Scientific classification
- Kingdom: Plantae
- Clade: Tracheophytes
- Clade: Angiosperms
- Clade: Eudicots
- Clade: Rosids
- Order: Malpighiales
- Family: Salicaceae
- Genus: Salix
- Species: S. bhutanensis
- Binomial name: Salix bhutanensis Flod.

= Salix bhutanensis =

- Genus: Salix
- Species: bhutanensis
- Authority: Flod.

Shrub in the genus of willows

Salix bhutanensis is a shrub or small tree from the genus of willow (Salix) found in Nepal, Bhutan, and Tibet. It has young, densely brownish green tomentose hairy branches and 3 to 5.5 centimeters long leaf blades.

==Description==
Salix bhutanensis is a shrub or tree up to 3 meters high with spread branches. Young twigs are densely hairy, brownish-green, tomentose, biennial twigs are about 4 millimeters thick. The leaves have an approximately 3 millimeter long, densely hairy stalk. The stipules are ovate to lanceolate, finely hairy and have a serrated leaf margin. The leaf blade is 3 to 5.5 centimeters long and 1.5 to 2.5 centimeters wide, elliptical, pointed, entire, with a blunt or rounded base. Eight to 11 pairs of nerves are formed. The upper side of the leaf is yellowish green, the underside gray-green.

Male inflorescences are unknown. The female inflorescences are cylindrical, 5 centimeters long and 1.3 centimeters in diameter, dense-flowered catkins on a 1 centimeter long stalk with one to three leaves. The bracts are brown, ovate-lanceolate or lanceolate, about 1.8 millimeters long, dull brown on top and long hairy on the underside. The female flowers have an adaxial nectar gland. The ovary is stalked 0.3 to 1 millimeter long, narrow ovate-conical, 4 to 5 millimeters long, bare and upper side reddish. The stylus is 1 to 1.5 millimeters long or longer, the scaris more or less erect and two columns. The fruits are 6 to 7 millimeter long capsules. Salix bhutanensis flowers before or with the leaf shoots from May to June.

==Range==
The natural distribution area is on mountain slopes, in valleys, thickets and open forests in Nepal, Bhutan, and Tibet at altitudes of 2800 to 3500 meters.

==Taxonomy==
Salix bhutanensis is a species from the willow genus (Salix), in the family of Salicaceae. There it is assigned to the Lanatae section. It was described for the first time scientifically in 1940 by Björn Gustaf Oscar Floderus. The genus name Salix is Latin and has been from the Romans used for various willow species.
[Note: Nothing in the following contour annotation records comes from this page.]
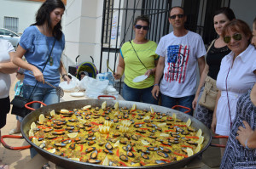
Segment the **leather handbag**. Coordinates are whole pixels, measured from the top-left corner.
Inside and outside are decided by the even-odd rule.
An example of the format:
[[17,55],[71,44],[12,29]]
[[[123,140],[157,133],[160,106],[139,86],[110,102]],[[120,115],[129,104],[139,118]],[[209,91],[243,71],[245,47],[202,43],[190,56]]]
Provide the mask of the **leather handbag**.
[[198,104],[213,111],[218,92],[218,90],[216,87],[216,80],[210,76],[207,76],[205,80],[205,88]]
[[25,117],[27,114],[31,112],[31,110],[25,108],[25,104],[31,101],[32,100],[23,98],[20,95],[15,96],[11,101],[11,104],[13,104],[11,114],[19,115],[20,117]]

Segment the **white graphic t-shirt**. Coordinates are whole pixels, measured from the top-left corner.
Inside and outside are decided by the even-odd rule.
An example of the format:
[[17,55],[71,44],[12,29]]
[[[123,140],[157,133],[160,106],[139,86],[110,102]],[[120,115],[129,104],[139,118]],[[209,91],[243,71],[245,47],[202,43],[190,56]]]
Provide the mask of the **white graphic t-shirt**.
[[155,53],[165,57],[161,93],[173,98],[195,94],[197,59],[207,54],[201,37],[189,31],[177,37],[171,32],[160,39]]

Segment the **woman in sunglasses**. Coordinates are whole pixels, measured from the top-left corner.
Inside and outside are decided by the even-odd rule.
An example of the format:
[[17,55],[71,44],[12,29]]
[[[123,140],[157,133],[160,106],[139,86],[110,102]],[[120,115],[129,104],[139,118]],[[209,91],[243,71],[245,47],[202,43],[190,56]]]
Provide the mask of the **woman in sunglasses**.
[[[252,44],[256,45],[256,18],[253,25]],[[237,102],[236,115],[220,168],[256,168],[255,155],[256,83]]]
[[218,38],[214,39],[208,47],[207,54],[206,56],[206,66],[200,79],[200,85],[197,88],[195,97],[192,103],[195,110],[194,116],[204,123],[208,128],[211,128],[212,114],[214,110],[214,104],[211,106],[204,106],[199,104],[199,100],[203,99],[202,93],[207,82],[213,83],[214,89],[218,93],[216,87],[216,79],[220,67],[221,59],[230,53],[227,44],[223,41],[221,35],[224,26],[230,20],[235,20],[235,14],[232,9],[227,7],[221,8],[217,10],[213,15],[213,25]]
[[[154,53],[157,44],[146,38],[148,29],[148,18],[137,16],[133,25],[135,38],[122,46],[113,76],[119,79],[125,73],[123,98],[125,100],[156,104],[157,100],[153,98],[151,90],[159,56]],[[143,75],[144,78],[135,79]]]
[[222,59],[218,74],[216,85],[219,91],[212,130],[217,134],[229,136],[239,97],[256,82],[256,50],[250,44],[251,30],[242,20],[228,23],[222,36],[231,52]]

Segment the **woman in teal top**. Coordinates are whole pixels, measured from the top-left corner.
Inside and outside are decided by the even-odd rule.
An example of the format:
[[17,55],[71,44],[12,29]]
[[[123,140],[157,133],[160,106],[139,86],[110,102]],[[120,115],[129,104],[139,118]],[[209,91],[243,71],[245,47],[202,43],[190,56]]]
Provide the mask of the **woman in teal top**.
[[[61,25],[64,11],[65,5],[61,0],[46,0],[38,10],[36,23],[26,28],[21,36],[13,59],[14,64],[26,70],[23,96],[43,101],[47,105],[60,102],[60,98],[55,89],[45,84],[44,81],[55,87],[60,83],[60,75],[64,80],[70,81],[61,61],[65,47]],[[23,55],[27,62],[22,59]],[[33,104],[32,107],[38,109],[40,104]],[[35,155],[36,152],[32,150],[31,156]]]
[[[137,16],[133,29],[135,38],[122,46],[117,72],[113,76],[115,79],[119,79],[125,72],[123,98],[125,100],[157,104],[151,90],[159,56],[154,53],[157,44],[146,39],[149,29],[148,18]],[[135,77],[142,75],[148,76],[148,78],[139,82],[133,82]]]

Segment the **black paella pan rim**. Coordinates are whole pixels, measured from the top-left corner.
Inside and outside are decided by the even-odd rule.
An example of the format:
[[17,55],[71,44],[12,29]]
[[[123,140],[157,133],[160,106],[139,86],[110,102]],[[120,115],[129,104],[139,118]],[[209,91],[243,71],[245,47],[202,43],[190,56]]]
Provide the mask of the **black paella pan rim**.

Synonyms of the species are Salix filistyla C. Wang & PY Fu and Salix himalayensis (Andersson) Floderus var. Filistyla (C. Wang & PY Fu) CF Fang.

==Literature==
- Wu Zheng-yi, Peter H. Raven (Ed.): Flora of China. Volume 4: Cycadaceae through Fagaceae. Science Press / Missouri Botanical Garden Press, Beijing / St. Louis 1999, ISBN 0-915279-70-3, pp. 250, 251 (English).
- Helmut Genaust: Etymological dictionary of botanical plant names. 3rd, completely revised and expanded edition. Nikol, Hamburg 2005, ISBN 3-937872-16-7 (reprint from 1996).